Online supplementary information for working paper titled 'Equitable Transitions Away from Fossil Fuels: A Systematic and Narrative Literature Review'
This online appendix presents the screening process for our systematic literature review featured in the Policy Research in International Services and Manufacturing (PRISM) working paper, "Equitable Transitions Away from Fossil Fuels: A Systematic and Narrative Literature Review." The full paper will be available on the PRISM website.
This appendix shows a detailed process of a systematic, keyword-based literature review utilizing the following search string:
(((Title) "Energy Transition" OR “phasing-out” OR “phasing down” OR transition) AND (equit OR just* OR fair* OR science OR "short-term" OR "long-term") AND ("fossil fuel*" OR "coal*" OR "oil*" OR "gas*") AND ("multilateral regime" OR "international cooperation" OR "global enabler*" OR "global enabling condition*"))**
The search was conducted at the title, abstract, and topic levels in the Web of Science in September 2024, covering literature published between 2010 and 2024, in the English language.

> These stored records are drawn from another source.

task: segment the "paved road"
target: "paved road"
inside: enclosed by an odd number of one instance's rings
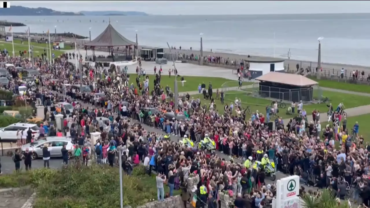
[[[12,173],[16,170],[14,162],[11,159],[11,157],[6,156],[0,157],[1,160],[1,171],[3,174]],[[59,158],[52,158],[50,159],[49,165],[50,168],[59,168],[62,167],[62,162],[63,160]],[[31,167],[33,168],[41,168],[44,167],[44,161],[42,158],[38,159],[33,160]],[[25,169],[24,162],[24,161],[21,162],[21,171],[26,171]]]

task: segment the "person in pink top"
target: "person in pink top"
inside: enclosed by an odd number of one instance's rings
[[[134,160],[134,164],[135,165],[138,165],[140,163],[140,160],[139,160],[139,155],[136,154],[136,152],[134,152],[134,155],[132,156]]]
[[[230,148],[230,154],[231,155],[233,155],[232,149],[234,148],[234,140],[232,139],[229,142],[229,148]]]
[[[104,142],[104,145],[103,146],[102,149],[103,160],[102,162],[103,164],[106,164],[108,162],[108,148],[109,148],[109,144],[108,141],[105,140]]]
[[[153,147],[152,144],[150,144],[150,145],[149,146],[149,149],[148,150],[148,151],[149,152],[149,155],[151,156],[152,156],[154,155],[154,150],[153,149]]]

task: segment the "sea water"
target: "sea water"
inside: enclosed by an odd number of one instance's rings
[[[107,16],[4,16],[27,27],[14,32],[71,32],[92,38],[108,25]],[[103,22],[104,20],[104,22]],[[323,37],[322,61],[370,66],[370,14],[229,16],[114,16],[110,21],[125,37],[140,45],[317,61],[317,38]],[[89,29],[89,28],[91,28]],[[7,30],[8,30],[7,28]]]

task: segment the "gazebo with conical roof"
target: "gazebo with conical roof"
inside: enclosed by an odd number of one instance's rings
[[[134,47],[134,50],[137,47],[137,43],[131,41],[120,34],[111,24],[110,20],[109,24],[103,32],[91,41],[85,43],[85,50],[87,50],[88,47],[92,50],[93,55],[95,56],[95,47],[108,47],[110,51],[111,49],[115,47],[125,46],[126,54],[127,49],[131,46]],[[135,53],[134,53],[134,54]]]

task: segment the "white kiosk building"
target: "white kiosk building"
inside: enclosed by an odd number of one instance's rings
[[[245,59],[244,61],[249,67],[249,70],[252,79],[270,71],[283,71],[285,69],[284,60],[281,58],[251,56]],[[246,70],[243,71],[246,73]]]

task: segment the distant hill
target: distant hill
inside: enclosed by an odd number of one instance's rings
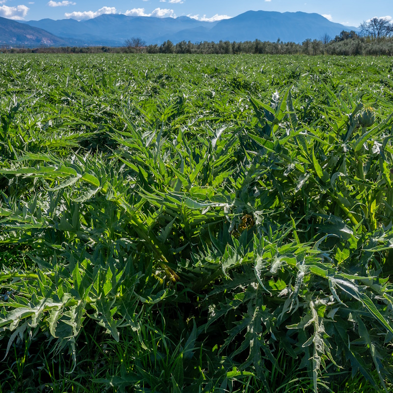
[[[67,44],[66,40],[42,29],[0,17],[0,46],[59,46]]]
[[[131,37],[140,37],[148,44],[161,44],[168,37],[183,30],[203,28],[208,31],[217,22],[200,22],[186,16],[154,18],[102,15],[86,21],[42,19],[25,22],[43,28],[59,37],[83,40],[86,45],[122,45]]]
[[[41,19],[19,23],[1,18],[0,44],[120,46],[134,36],[140,37],[148,44],[161,44],[168,40],[176,43],[256,39],[274,42],[278,38],[301,43],[325,34],[334,38],[343,30],[358,29],[334,23],[318,14],[265,11],[249,11],[215,22],[186,16],[160,18],[118,14],[80,22]]]
[[[192,41],[261,41],[303,42],[318,39],[326,33],[334,38],[343,30],[358,29],[334,23],[319,14],[249,11],[230,19],[221,21],[208,30],[184,30],[168,37],[174,42]],[[192,38],[194,37],[194,39]]]

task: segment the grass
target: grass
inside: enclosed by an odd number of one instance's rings
[[[1,58],[1,392],[390,388],[390,59]]]

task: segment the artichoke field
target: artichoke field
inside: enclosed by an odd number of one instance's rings
[[[2,391],[389,390],[391,59],[0,59]]]

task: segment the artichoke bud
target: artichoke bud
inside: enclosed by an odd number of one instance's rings
[[[358,122],[362,128],[371,127],[375,122],[375,112],[373,108],[371,107],[365,108],[358,117]]]

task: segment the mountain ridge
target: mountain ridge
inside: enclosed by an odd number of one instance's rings
[[[27,45],[29,45],[28,40],[26,38],[26,34],[23,38],[21,32],[23,26],[27,29],[28,27],[40,29],[39,34],[36,30],[29,31],[35,31],[37,37],[41,37],[42,45],[46,45],[45,43],[48,42],[47,45],[53,46],[121,46],[126,39],[133,36],[140,37],[148,45],[160,45],[167,40],[173,43],[182,41],[239,42],[257,39],[275,42],[279,38],[283,42],[301,43],[307,39],[318,39],[324,34],[334,38],[343,30],[357,30],[356,28],[331,22],[319,14],[262,10],[248,11],[233,18],[214,22],[198,21],[187,16],[156,18],[120,14],[104,14],[81,21],[46,18],[39,21],[11,22],[14,24],[14,29],[19,29],[20,34],[18,36],[23,42],[18,43],[17,39],[14,37],[13,42],[10,43]],[[15,24],[19,26],[16,27]],[[0,29],[3,27],[3,24],[0,22]],[[46,40],[43,31],[50,35]],[[9,32],[7,37],[12,40],[12,36]],[[37,45],[39,39],[32,40],[31,45]],[[6,43],[1,42],[0,39],[1,43]]]

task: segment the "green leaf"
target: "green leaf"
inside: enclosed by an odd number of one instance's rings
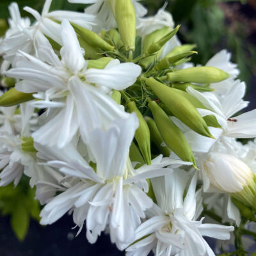
[[[11,216],[11,226],[20,241],[26,237],[29,225],[29,213],[22,202],[17,202]]]

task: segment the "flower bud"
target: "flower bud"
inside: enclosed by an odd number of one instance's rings
[[[213,138],[204,118],[194,106],[183,96],[184,92],[168,87],[152,77],[147,79],[146,84],[181,122],[199,134]]]
[[[125,49],[134,51],[136,18],[132,0],[116,1],[114,16]]]
[[[182,90],[182,91],[186,92],[188,87],[190,86],[198,92],[213,92],[214,89],[209,87],[204,87],[200,85],[193,84],[189,83],[174,83],[172,84],[172,88],[176,89]]]
[[[142,49],[142,52],[143,54],[146,54],[146,52],[150,47],[150,46],[155,42],[158,41],[161,38],[166,35],[170,33],[170,28],[169,27],[163,27],[160,29],[157,29],[151,33],[149,35],[147,35],[144,40],[143,40],[143,47]],[[157,52],[156,54],[157,58],[160,57],[160,55],[162,53],[163,48]],[[152,56],[147,57],[140,62],[140,65],[143,68],[147,68],[150,63],[154,61],[155,56]]]
[[[21,149],[27,152],[37,152],[34,147],[34,140],[32,137],[22,137],[21,138]]]
[[[182,160],[192,162],[195,167],[195,159],[191,148],[180,129],[155,101],[150,101],[148,107],[165,144]]]
[[[127,104],[129,111],[135,112],[139,118],[140,126],[135,132],[135,139],[139,145],[147,164],[151,164],[150,133],[143,116],[137,108],[134,101]]]
[[[0,97],[0,106],[12,107],[12,106],[32,100],[33,99],[33,93],[24,93],[13,88]]]
[[[256,177],[245,163],[232,155],[211,152],[202,168],[213,186],[256,208]]]
[[[93,47],[99,48],[103,51],[112,51],[114,47],[108,44],[96,33],[90,30],[86,29],[74,23],[71,23],[76,32],[80,35],[80,36],[87,44],[92,45]],[[87,49],[85,49],[87,51]]]
[[[161,60],[158,64],[156,66],[156,68],[158,70],[161,70],[163,69],[169,68],[171,66],[173,66],[174,64],[184,58],[193,54],[194,53],[197,53],[196,52],[190,51],[180,54],[175,55],[172,57],[166,57]]]
[[[167,80],[204,84],[218,83],[229,76],[228,73],[213,67],[195,67],[167,73]]]
[[[145,119],[150,132],[151,140],[160,150],[163,156],[169,157],[171,154],[171,150],[165,145],[165,143],[157,129],[155,121],[148,116],[147,116]]]
[[[116,29],[110,29],[106,31],[104,34],[104,38],[111,45],[116,46],[117,49],[120,49],[124,46],[121,36]]]
[[[132,162],[138,162],[135,166],[135,169],[138,168],[145,164],[143,157],[141,156],[139,148],[138,148],[137,146],[133,141],[130,147],[129,157]]]
[[[195,44],[183,44],[177,47],[173,48],[168,54],[166,54],[166,57],[173,57],[178,54],[181,54],[184,52],[192,51],[196,47]]]
[[[172,37],[173,37],[180,28],[180,25],[177,26],[172,31],[168,33],[167,35],[162,37],[158,41],[153,43],[147,49],[147,52],[148,54],[154,53],[160,51],[162,47],[167,43]]]
[[[5,88],[14,87],[15,86],[15,79],[4,77],[2,79],[1,83]]]
[[[90,60],[88,61],[87,68],[103,69],[112,60],[111,57],[103,57],[98,60]]]

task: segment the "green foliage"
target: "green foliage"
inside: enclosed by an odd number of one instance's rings
[[[10,216],[11,227],[20,241],[26,237],[30,218],[40,220],[39,202],[34,198],[35,189],[25,177],[16,188],[13,184],[0,188],[0,212]]]

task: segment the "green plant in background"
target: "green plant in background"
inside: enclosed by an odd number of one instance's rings
[[[26,237],[30,218],[40,220],[40,204],[34,199],[35,191],[24,175],[15,188],[13,184],[0,187],[0,213],[10,215],[12,228],[20,241]]]

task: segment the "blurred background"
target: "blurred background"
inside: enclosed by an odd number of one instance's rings
[[[0,35],[8,28],[8,6],[0,1]],[[22,10],[29,6],[40,11],[44,0],[18,0]],[[142,1],[154,15],[165,0]],[[176,24],[182,25],[179,37],[182,43],[196,44],[198,54],[193,61],[205,64],[215,53],[227,49],[241,70],[239,79],[247,84],[245,111],[256,108],[256,0],[169,0],[170,11]],[[51,8],[83,12],[84,4],[67,0],[53,0]],[[27,15],[22,12],[22,15]],[[40,226],[40,206],[33,189],[24,179],[15,189],[0,188],[0,254],[3,256],[124,255],[103,235],[95,244],[88,244],[85,228],[75,237],[77,229],[72,218],[65,216],[56,223]]]

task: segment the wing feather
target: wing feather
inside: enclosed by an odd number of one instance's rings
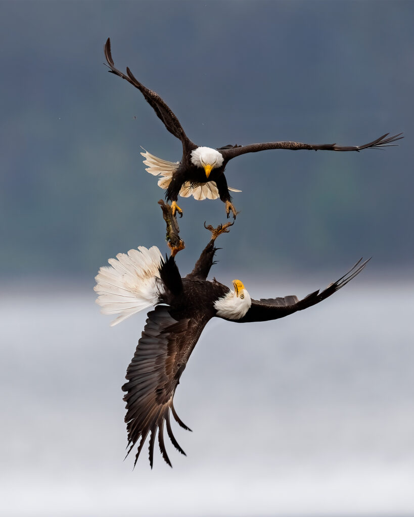
[[[304,298],[300,300],[297,296],[289,296],[278,297],[275,298],[262,298],[260,300],[252,300],[252,306],[245,315],[240,320],[232,321],[240,323],[248,322],[268,321],[270,320],[277,320],[291,314],[297,311],[302,311],[313,305],[319,303],[320,301],[336,293],[354,277],[361,272],[371,260],[365,261],[361,264],[362,258],[343,276],[336,282],[330,284],[322,291],[319,290],[314,291]]]
[[[183,149],[187,151],[196,149],[197,146],[191,141],[185,134],[178,118],[159,95],[155,92],[149,89],[143,84],[140,83],[134,77],[132,72],[128,67],[126,69],[126,75],[115,68],[111,53],[111,41],[109,38],[108,38],[105,43],[104,52],[108,66],[111,69],[109,71],[127,81],[128,83],[130,83],[132,86],[135,86],[140,90],[144,96],[145,100],[155,112],[157,116],[162,121],[167,130],[181,141]]]
[[[220,152],[223,155],[225,161],[228,161],[236,156],[245,154],[246,153],[257,153],[259,151],[265,151],[271,149],[288,149],[291,151],[298,151],[302,149],[307,150],[324,150],[324,151],[361,151],[363,149],[381,149],[383,147],[393,147],[398,145],[393,142],[401,140],[404,138],[402,136],[402,133],[388,136],[389,133],[382,135],[368,144],[363,145],[337,145],[335,144],[304,144],[300,142],[269,142],[261,144],[252,144],[250,145],[241,145],[231,149],[220,150]],[[387,137],[388,136],[387,138]]]
[[[160,451],[171,466],[164,440],[164,425],[173,445],[184,451],[172,434],[170,413],[183,428],[191,430],[179,417],[173,399],[181,374],[206,321],[202,317],[179,318],[171,315],[168,306],[158,306],[148,318],[137,350],[128,367],[122,387],[127,409],[128,454],[139,440],[134,465],[150,435],[149,458],[152,468],[155,435]]]

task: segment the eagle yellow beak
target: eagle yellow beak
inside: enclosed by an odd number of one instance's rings
[[[233,280],[233,285],[234,286],[234,292],[236,296],[239,296],[239,293],[244,289],[243,282],[240,280]]]
[[[208,163],[206,165],[205,165],[203,166],[204,166],[204,170],[205,171],[205,175],[207,177],[207,179],[208,179],[209,176],[210,175],[210,173],[211,172],[211,170],[213,169],[213,168],[209,163]]]

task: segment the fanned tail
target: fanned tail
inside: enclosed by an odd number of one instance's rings
[[[159,301],[161,281],[159,268],[164,263],[156,246],[139,246],[127,254],[118,253],[99,269],[95,277],[96,303],[104,314],[119,314],[111,326]]]

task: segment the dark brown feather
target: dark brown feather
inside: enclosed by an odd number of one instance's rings
[[[252,144],[250,145],[242,145],[231,149],[223,149],[220,152],[223,155],[225,160],[228,161],[232,158],[240,156],[240,155],[246,153],[258,153],[259,151],[265,151],[272,149],[287,149],[291,151],[298,151],[303,149],[307,150],[324,150],[324,151],[361,151],[363,149],[378,149],[383,147],[392,147],[395,145],[392,143],[401,140],[402,133],[393,136],[388,136],[389,133],[382,135],[379,138],[370,142],[363,145],[344,146],[337,145],[335,144],[304,144],[300,142],[269,142],[261,144]]]
[[[170,424],[171,411],[174,419],[186,429],[176,414],[173,398],[188,358],[206,321],[188,318],[177,321],[171,315],[171,308],[158,306],[148,314],[144,331],[122,387],[126,393],[125,421],[128,431],[127,454],[140,439],[137,462],[143,443],[150,436],[149,457],[152,467],[155,434],[164,460],[171,465],[164,443],[164,425],[173,444],[182,449],[174,438]],[[208,320],[207,320],[208,321]]]
[[[140,83],[134,77],[128,68],[127,67],[127,75],[125,75],[115,67],[111,52],[111,41],[109,38],[107,40],[103,50],[108,66],[111,69],[109,71],[127,81],[140,90],[145,100],[153,109],[157,116],[162,121],[167,130],[181,141],[183,149],[187,152],[190,152],[193,149],[197,148],[197,146],[194,144],[185,134],[178,118],[158,94],[149,89]]]
[[[249,322],[277,320],[296,312],[297,311],[302,311],[304,309],[307,309],[313,305],[319,303],[320,301],[324,300],[344,287],[354,277],[360,273],[371,259],[368,258],[361,264],[362,260],[362,258],[360,259],[347,273],[336,282],[330,284],[326,289],[320,292],[318,290],[308,294],[302,300],[299,300],[295,296],[285,296],[284,298],[266,298],[260,300],[252,299],[252,306],[243,317],[240,320],[230,321],[235,321],[238,323],[246,323]],[[359,264],[360,265],[359,266]]]

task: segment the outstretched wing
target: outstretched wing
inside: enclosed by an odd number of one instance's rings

To ensure high scientific rigor, only peer-reviewed journal articles were included. Working papers, books, book chapters, book series, conference proceedings, patents, reports, and editorials were excluded.
After identifying the relevant papers, we implemented a systematic methodology to extract and synthesize information aligned with our research question. This process unfolded through several key steps, outlined in the accompanying Excel sheets.
- The first sheet contains the search string and is titled "Search String."
- The results are displayed in the "Search Result" sheet, which includes 734 papers.
- We initially identified 200 articles from the 734 based on their titles (sheet name: "By Title").
- After screening the abstracts, this number was reduced to 163 (sheet name: "By Abstract").
- We then evaluated relevance and novelty under the sheet titled "Relevant and Novel Comment."
First, we evaluated and filtered research articles based on their relevance to our research question, assigning each a score from 0 (least relevant) to 5 (most relevant). Second, we assessed the novelty of each paper, also scoring them from 0 to 5. We then concatenated the relevance and novelty scores. For example, a paper with a combined score of 55 represents the highest possible rating for both relevance and novelty, while a score of 00 indicates a paper that is neither relevant nor novel. Papers with a combined score of at least 33 were selected for further consideration.
Finally, after evaluating for relevance and novelty, we narrowed the selection down to 130 articles. These are displayed in the last Excel sheet, titled "Final Reviewed Papers."